Use previous entries as a template for making new entries to this list. Also, please list events with the most recent at the top.

Contents

June 2012

shifts: 6-16-12-6-17-12: various

submitted by: M. Snow

loss of data event: decision to stop taking data because of low/unstable beam power

description: near the end of the run SNS decided to come up to only about 1/2 power. This event was cited as a justification by shift workers not to take data. The first reaction of any red-blooded physicist is to recoil in horror at the idea that no useful information can be obtained in this situation.
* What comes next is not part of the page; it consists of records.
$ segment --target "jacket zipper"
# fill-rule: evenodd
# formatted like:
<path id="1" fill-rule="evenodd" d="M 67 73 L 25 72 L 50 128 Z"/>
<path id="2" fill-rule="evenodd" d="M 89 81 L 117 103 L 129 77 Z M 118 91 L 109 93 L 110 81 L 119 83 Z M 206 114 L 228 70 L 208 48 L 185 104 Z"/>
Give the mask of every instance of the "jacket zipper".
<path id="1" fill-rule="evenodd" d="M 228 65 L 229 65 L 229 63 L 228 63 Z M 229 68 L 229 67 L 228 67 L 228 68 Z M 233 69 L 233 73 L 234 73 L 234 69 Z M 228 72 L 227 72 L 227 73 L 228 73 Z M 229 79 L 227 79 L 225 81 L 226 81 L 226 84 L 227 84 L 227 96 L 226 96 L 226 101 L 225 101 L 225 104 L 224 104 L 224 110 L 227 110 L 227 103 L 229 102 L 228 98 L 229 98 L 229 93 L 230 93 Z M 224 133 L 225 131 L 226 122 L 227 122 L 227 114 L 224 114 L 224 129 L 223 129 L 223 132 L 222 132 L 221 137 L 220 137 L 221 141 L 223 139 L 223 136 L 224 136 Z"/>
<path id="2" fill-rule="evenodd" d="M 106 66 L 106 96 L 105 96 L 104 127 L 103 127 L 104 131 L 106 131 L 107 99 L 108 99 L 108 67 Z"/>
analysis: The assertion that no useful data can be taken at half power is at least debatable. It is true that it is unlikely that such data could be analyzed for a hydrogen asymmetry. However there could be some quite useful information to be derived from continuous operation at a power significantly lower than normal. For example: such data could be useful to confirm our understanding of various backgrounds in the detector and also possibly our understanding of noise in the detector asymmetries.

suggestions for changes: It is likely that such events will also occur in the future. We should think about what program of measurements woudl be useful in such situations and have a plan in place to take advantage of situations like this.

ACTION:

May 2012

Owl Shift: 5-31-12

shift: 5-31-12: midnight-8AM shift (Z. Tang)

submitted by: M. Snow

loss of data event: magnetic field out of range, ~3.5 hours of data lost

description: B field value changed value around 4:45am from -9.40 Gauss to -9.42 Gauss. Then current in hydrogen DAQ display changed from a normal value of 22.94 A to 23.02 A on display (22.94 A on hydrogen daq computer). This changed the field down to - 9.402 and 9.368. Lost data is a combination of delay in noting the field change combined with response time for change in the configuration.

analysis: ??? (why did the field change?)

suggestions for changes: Obviously need to understand and fix whatever caused the field to change. More vigilance on the magnetic field during shifts can help response time. Adding the B field to the data stream would also be a positive thing to do since manual observation of field values makes it hard to choose which runs might be bad.

ACTION: B field values are now being read into the data stream.

Day Shift: 5-29-12

shift: 5-29-12: 8AM-4PM shift (J. Calarco)

submitted by: M. Snow

loss of data event: hydrogen compressor failure, no loss of data through pure luck, we would have lost ~5 hours of data if the beam had been on

description: At 9AM the compressor for the lower refrigerator on the hydrogen target failed. Experts were called and it was restarted shortly thereafter. However the compressor stopped again around~11AM. Decision was made to replace the compressor with the backup compressor. As of this writing the compressor appears to be working and the target should be ready to take data when the maintenance break is over around 4PM today since the recovery time for the temperatues and pressures form these brief events looks to be ~2 hours.

analysis: system for getting experts on the scene worked as designed. The origin of the problem with the compressor is not yet understood: its two shutdowns seem spontaneous. If we had not had a backup compressor we would have had to try to operate the target with only the upper two refrigerators. We do not yet know if it would be possible to take data in such a mode.

suggestions for changes: this event emphasizes the need to have ready backup compressors for the system. We have no backup for the Cryomech compressor We had been looking into this already a couple of weeks ago in anticipation of this potential issue.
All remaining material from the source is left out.